If any of the services that the use case depends on become latent, it has a cascading effect on the entire application. It is a fine day and everything is looking good. But all of a sudden for reasons not known, lets say the payment service which usually responds in 2s is taking 8s. Let us for a second theorize the impact
- For example, the web container is working with 50 threads, which is good number to go with from past experience
- Because of the 4 fold increase in latency of one service, all the web container threads wait up on the payment service
- Rather quickly, we can see all the 50 container threads are busy. Busy doing what? Mostly waiting up on payment service while it could have done something useful.
- From CPU utilization perspective, since threads are waiting rather than actually being busy, the CPU utilization typically goes down.
- And soon enough, there are no threads to serve new requests (not necessarily order request) and the entire site is slow.
Few architectural mistakes.
- All eggs are in one basket. In a perfect world, where every one plays nicely this is not an issue. But many times, there is little control over services accessed over the network - even within same enterprise not to mention if they are from a different provider altogether.
- At a minimum connect and read timeouts must be set for the connection so that the container thread will not wait indefinitely for any service.
The proposal is to
- Isolate each dependency. Each dependency (or related dependencies) should work from a thread pool of its own so that rest of the system is not impacted.
- Yes, this will impact parts of the application, but will not impact the system as a whole.
- There may be an alternate service that we can connect to, or queue up the payment requests for later processing etc. so that user experience is not affected.

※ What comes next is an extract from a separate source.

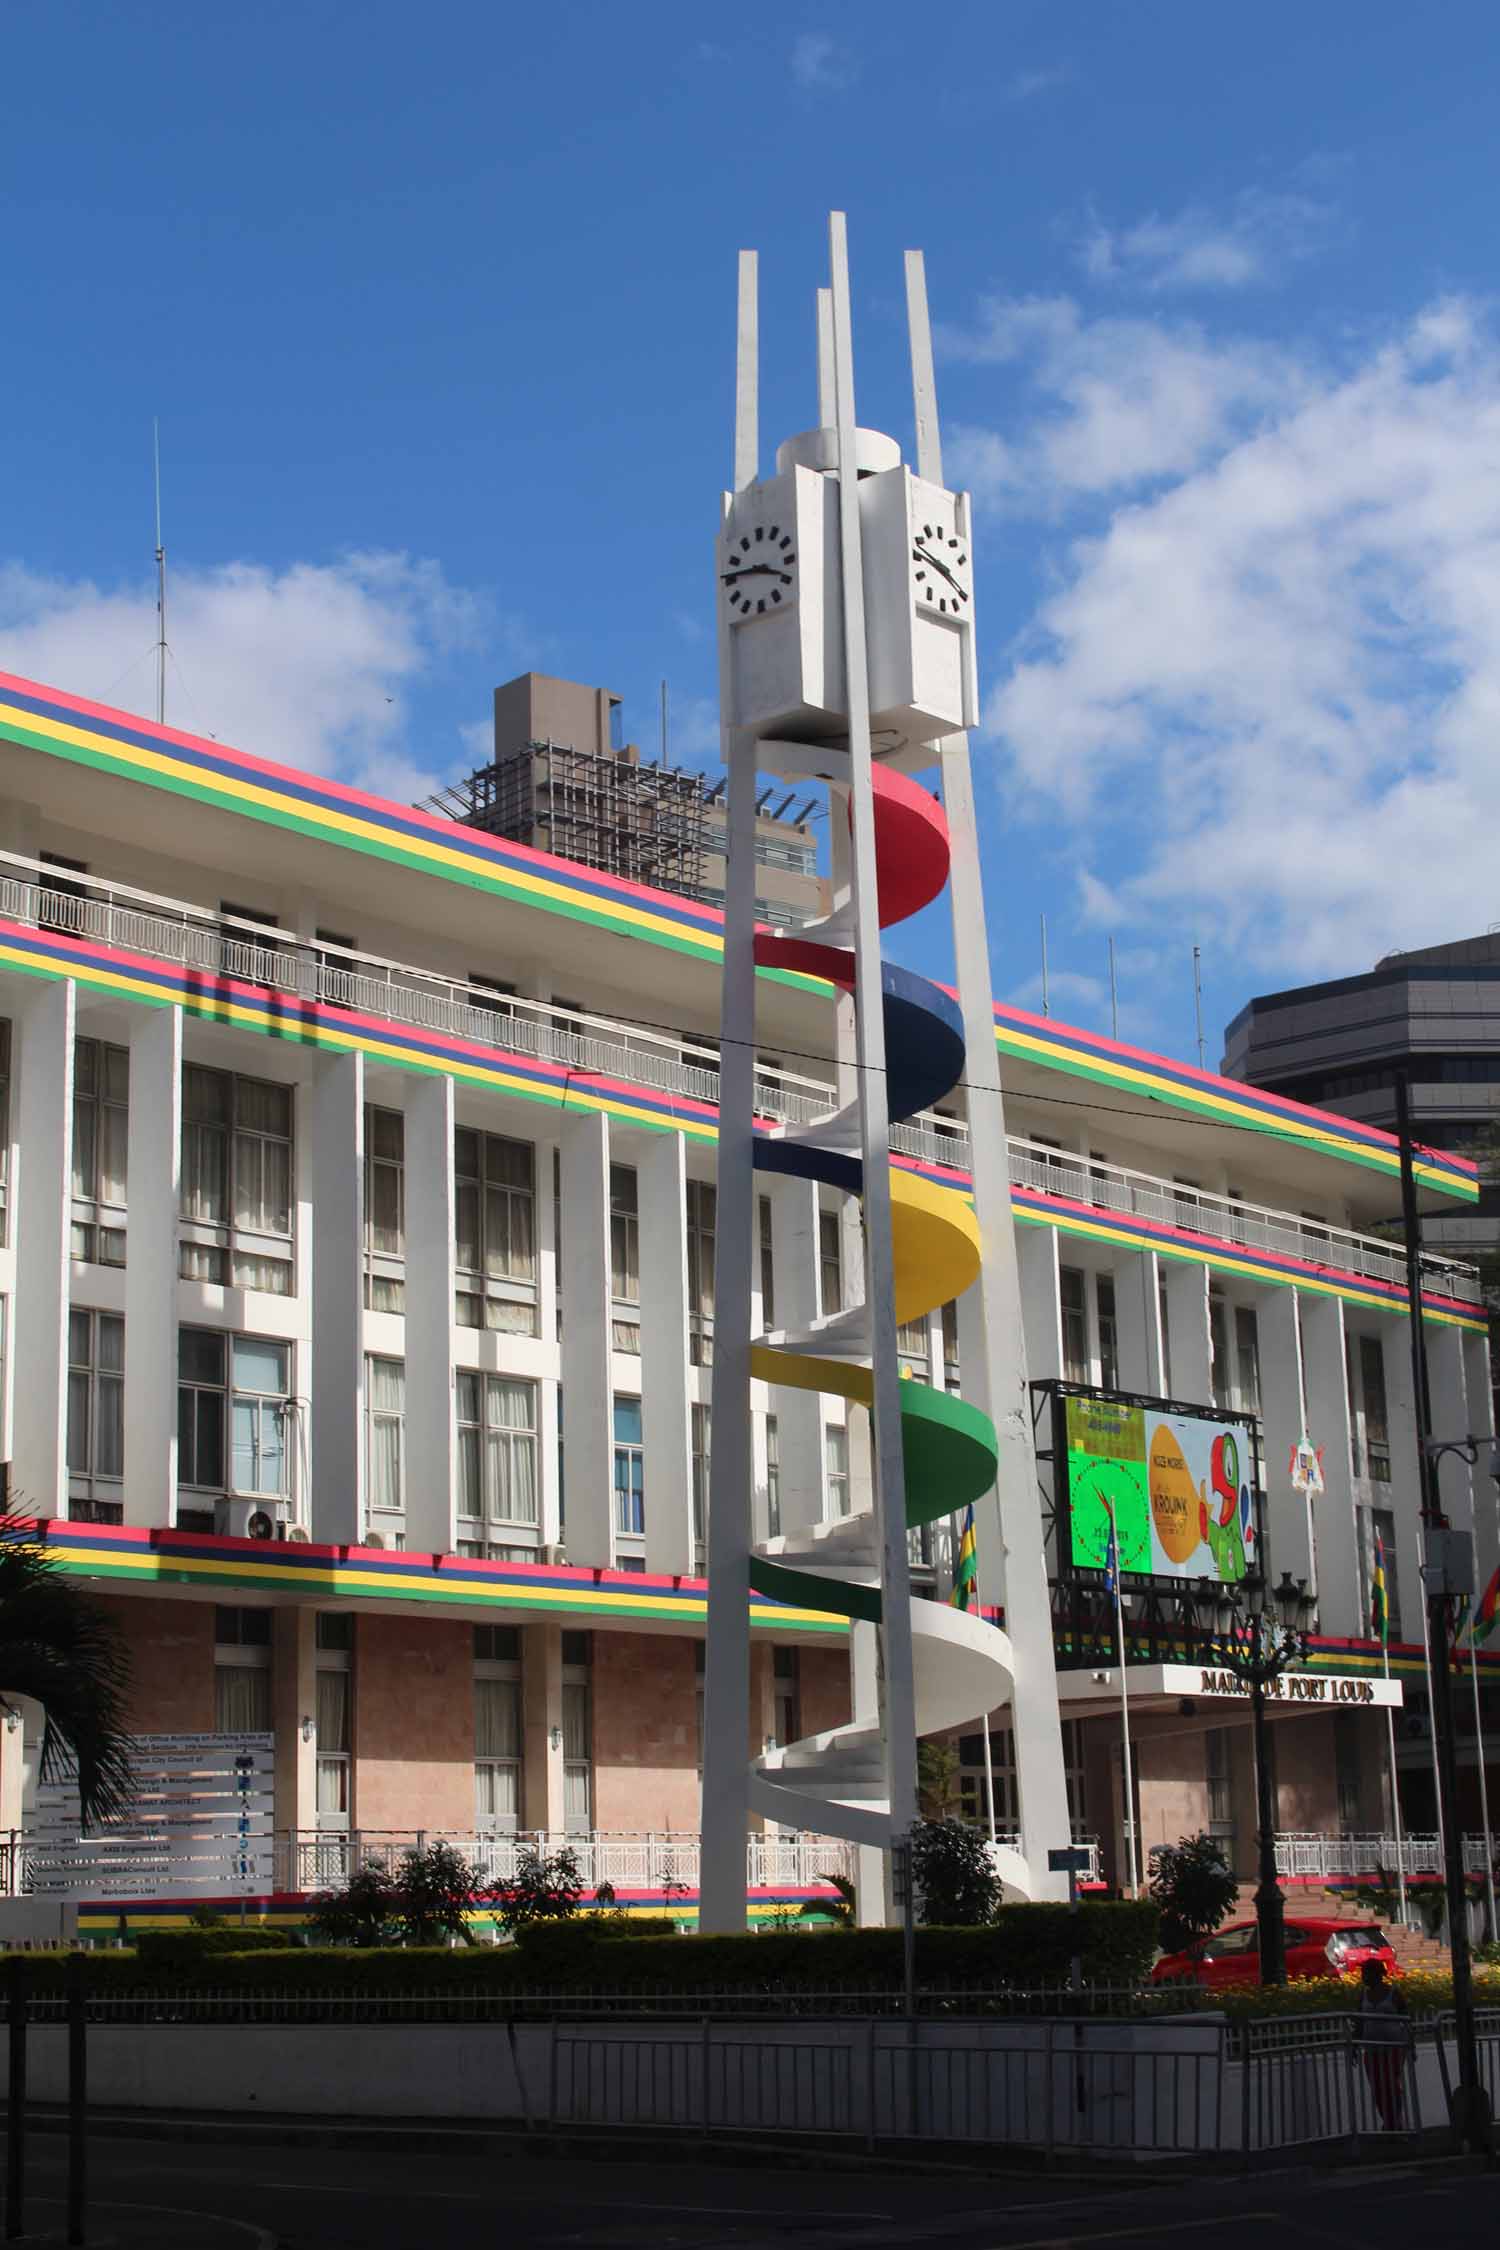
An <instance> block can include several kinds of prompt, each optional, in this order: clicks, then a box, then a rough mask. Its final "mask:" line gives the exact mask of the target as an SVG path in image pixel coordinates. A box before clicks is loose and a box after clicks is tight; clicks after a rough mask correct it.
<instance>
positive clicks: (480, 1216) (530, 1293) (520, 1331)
mask: <svg viewBox="0 0 1500 2250" xmlns="http://www.w3.org/2000/svg"><path fill="white" fill-rule="evenodd" d="M454 1264H457V1267H459V1273H461V1276H466V1278H468V1287H463V1285H461V1287H459V1294H457V1312H454V1316H457V1321H459V1325H461V1327H495V1330H499V1332H501V1334H506V1336H535V1332H537V1253H535V1150H533V1145H531V1141H506V1138H501V1136H499V1134H493V1132H475V1129H470V1127H468V1125H461V1127H459V1129H457V1132H454Z"/></svg>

- With Java Concurrent libraries, setting up various thread pools and using them is straight forward especially if the pools are injected via a DI framework like Spring.
We have used the above approach to successfully to handle network dependencies.
But here is an even better alternative. Apparently Netflix faced with similar issues have built a comprehensive framework to do just this. The Hystrix framework built and open-sourced by Netflix team does what was discussed above and more.
- Hystrix wraps all calls to external systems and executes within a separate thread.
- The thread times out at pre-configured interval.
- It can shed the load and fail-fast rather than bringing the entire system down.
- Trip circuit breaker, if error percentage is high
- Reporting Capabilities.
Definitely, a useful tool to have in the toolbox.